Oppure, ancora peggio, rimanere “al di sopra delle parti”. Qualcuno è riuscito persino ad affermare che il terrorismo palestinese, quello che usa donne e bambini come armi umane, è figlio di una politica sbagliata di Israele. Del suo presunto imperialismo.
Qualunque siano le ragioni, qualunque sia la guerra da combattere, chi sceglie di massacrare innocenti anziché obiettivi militari merita solo di essere distrutto.
Per questo stavolta è diverso. Non ci si può nascondere più dietro alla parola Pace. La pace è, da molto tempo, un ideale irraggiungibile. Un concetto astratto. Una perduta speranza, o, più spesso, una nebbia per nascondere ben altri propositi.
Un gingillo da anime belle. La storia non si muove tramite intenti pacifici ma attraverso la volontà. Essa si manifesta negli scontri, nelle lotte e nel conflitto.
La storia è un lungo tunnel buio, pieno di dolore e urla. Ma è qui che noi nasciamo e qui che dobbiamo stare. Per questo bisogna scegliere. Non per cieca tifoseria, non per opportunismo o simpatia. Ma per affermare con forza in cosa si crede e lottare contro coloro che lo negano attraverso la violenza.

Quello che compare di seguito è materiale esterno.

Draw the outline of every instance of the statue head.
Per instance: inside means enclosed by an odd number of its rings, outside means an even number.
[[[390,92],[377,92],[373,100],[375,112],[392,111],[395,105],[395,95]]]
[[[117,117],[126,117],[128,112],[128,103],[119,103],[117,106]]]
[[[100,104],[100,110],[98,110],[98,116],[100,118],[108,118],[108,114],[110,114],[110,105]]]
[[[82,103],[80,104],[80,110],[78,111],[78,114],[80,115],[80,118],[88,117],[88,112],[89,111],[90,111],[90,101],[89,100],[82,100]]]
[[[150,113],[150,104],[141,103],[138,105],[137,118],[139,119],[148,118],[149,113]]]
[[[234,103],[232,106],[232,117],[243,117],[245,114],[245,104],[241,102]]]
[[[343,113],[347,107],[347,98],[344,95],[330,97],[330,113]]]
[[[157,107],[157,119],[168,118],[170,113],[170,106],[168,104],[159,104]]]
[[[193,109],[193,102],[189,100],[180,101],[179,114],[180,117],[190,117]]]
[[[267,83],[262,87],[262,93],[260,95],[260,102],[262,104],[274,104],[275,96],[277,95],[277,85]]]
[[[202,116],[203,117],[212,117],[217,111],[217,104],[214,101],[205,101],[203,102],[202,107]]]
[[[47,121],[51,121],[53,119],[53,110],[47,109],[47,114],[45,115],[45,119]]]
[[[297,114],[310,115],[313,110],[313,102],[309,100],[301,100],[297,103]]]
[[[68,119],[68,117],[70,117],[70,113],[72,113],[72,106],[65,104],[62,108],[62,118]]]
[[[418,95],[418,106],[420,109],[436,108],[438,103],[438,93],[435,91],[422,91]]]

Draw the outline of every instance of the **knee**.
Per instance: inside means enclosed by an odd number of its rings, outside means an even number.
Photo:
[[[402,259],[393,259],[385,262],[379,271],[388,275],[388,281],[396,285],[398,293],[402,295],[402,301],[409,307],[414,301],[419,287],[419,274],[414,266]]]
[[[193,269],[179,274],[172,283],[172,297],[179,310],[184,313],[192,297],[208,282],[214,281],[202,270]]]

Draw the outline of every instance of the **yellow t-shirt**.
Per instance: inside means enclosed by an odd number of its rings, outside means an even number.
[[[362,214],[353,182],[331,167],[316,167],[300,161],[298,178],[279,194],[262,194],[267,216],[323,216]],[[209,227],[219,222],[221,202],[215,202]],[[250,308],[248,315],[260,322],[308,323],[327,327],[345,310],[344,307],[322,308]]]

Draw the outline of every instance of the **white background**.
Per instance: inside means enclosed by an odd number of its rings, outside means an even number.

È il prezzo che si paga per essere liberi. Verrà il momento in cui si valuteranno gli errori di Israele, le mancanze dei suoi leader, la sua impreparazione, ma non è adesso.
Il più assoluto disprezzo cada verso coloro che, nei momenti di crisi morale e valoriale, rimangono neutrali o scelgono di nascondersi dietro ad un comodo pacifismo.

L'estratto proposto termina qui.